Recueil de choses diverses, f° 94 r°-v°, in OC I, éd. J. Mesnard, p. 891 ; Lesaulnier Jean, Port-Royal insolite. Edition critique du Recueil de choses diverses, p. 310. « M. Pascal estimait Montaigne pour son style et son sens. Il disait qu’il lui avait appris à écrire et le blâmait de ce qu’il parlait toujours de soi et de ses sentiments libertins. Voir L’art de penser.
M. Pascal aimait la vérité et la charité ; il ne cherchait que cela et estimait que c’était l’occupation d’un homme. Il aimait les livres plaisants, comme Scarron, son roman. Mais il les quitta ensuite et se donna tout à Dieu ».
Comme c’est le cas dans le jugement qu’il porte sur Descartes, celui que Pascal porte sur Montaigne est beaucoup plus nuancé qu’on ne le dit ordinairement. La part de l’éloge y est dominante sur certains points.
Il faut lire ce fragment en rapport avec l’Art de persuader, voir OC III, § 20-25, p. 422-425. Note sur cet éloge de Montaigne : OC III, p. 423. 22. « Tous ceux qui disent les mêmes choses ne les possèdent pas de la même sorte ; et c’est pourquoi l’incomparable auteur de l’Art de conférer s’arrête avec tant de soin à faire entendre qu’il ne faut pas juger de la capacité d’un homme par l’excellence d’un bon mot qu’on lui entend dire ; mais, au lieu d’étendre l’admiration d’un bon discours à la personne, qu’on pénètre, dit-il, l’esprit d’où il sort, qu’on tente s’il le tient de sa mémoire ou d’un heureux hasard, qu’on le reçoive avec froideur et avec mépris, afin de voir s’il ressentira qu’on ne donne pas à ce qu’il dit l’estime que son prix mérite : on verra le plus souvent qu’on le lui fera désavouer sur l’heure, et qu’on le tirera bien loin de cette pensée meilleure qu’il ne croit, pour le jeter dans une autre toute basse et ridicule. Il faut donc sonder comme cette pensée est logée en son auteur ; comment, par où, jusques où il la possède : autrement, le jugement précipité sera jugé téméraire ».
Thirouin Laurent, “Montaigne demi-habile ? Fonction du recours à Montaigne dans les Pensées”, in Pascal ou le défaut de la méthode. Lecture des Pensées selon leur ordre, Paris, Champion, 2015, p. 157 sq.
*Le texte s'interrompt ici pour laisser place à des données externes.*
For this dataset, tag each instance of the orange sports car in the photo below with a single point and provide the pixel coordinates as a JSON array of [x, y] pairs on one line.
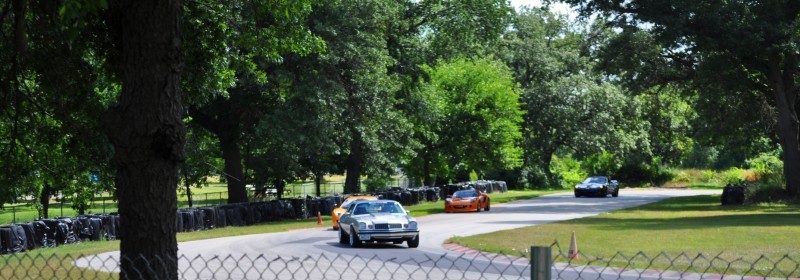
[[467, 201], [338, 211]]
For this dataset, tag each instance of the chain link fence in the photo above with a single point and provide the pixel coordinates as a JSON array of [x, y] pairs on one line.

Fragment à lire en rapport avec l’Entretien avec M. de Sacy, de préférence dans la dernière édition, Pascal Blaise, Entretien avec M. de Sacy, Original inédit présenté par Pascale Mengotti et Jean Mesnard, Les Carnets, Paris, Desclée de Brouwer, 1994, p. 41 sq. Montaigne est repensé par Pascal, qui lui intègre des pensées de Descartes : p. 49.
Arnauld Antoine et Nicole Pierre, La Logique, III, XIX, VI (1664), éd. D. Descotes, Champion, 2014, p. 464 sq. Écho de Pascal, critique du libertinage de Montaigne, p. 267-269. Voir plus bas.
Voir Havet, éd. des Pensées, t. II, 1866, p. 132-133.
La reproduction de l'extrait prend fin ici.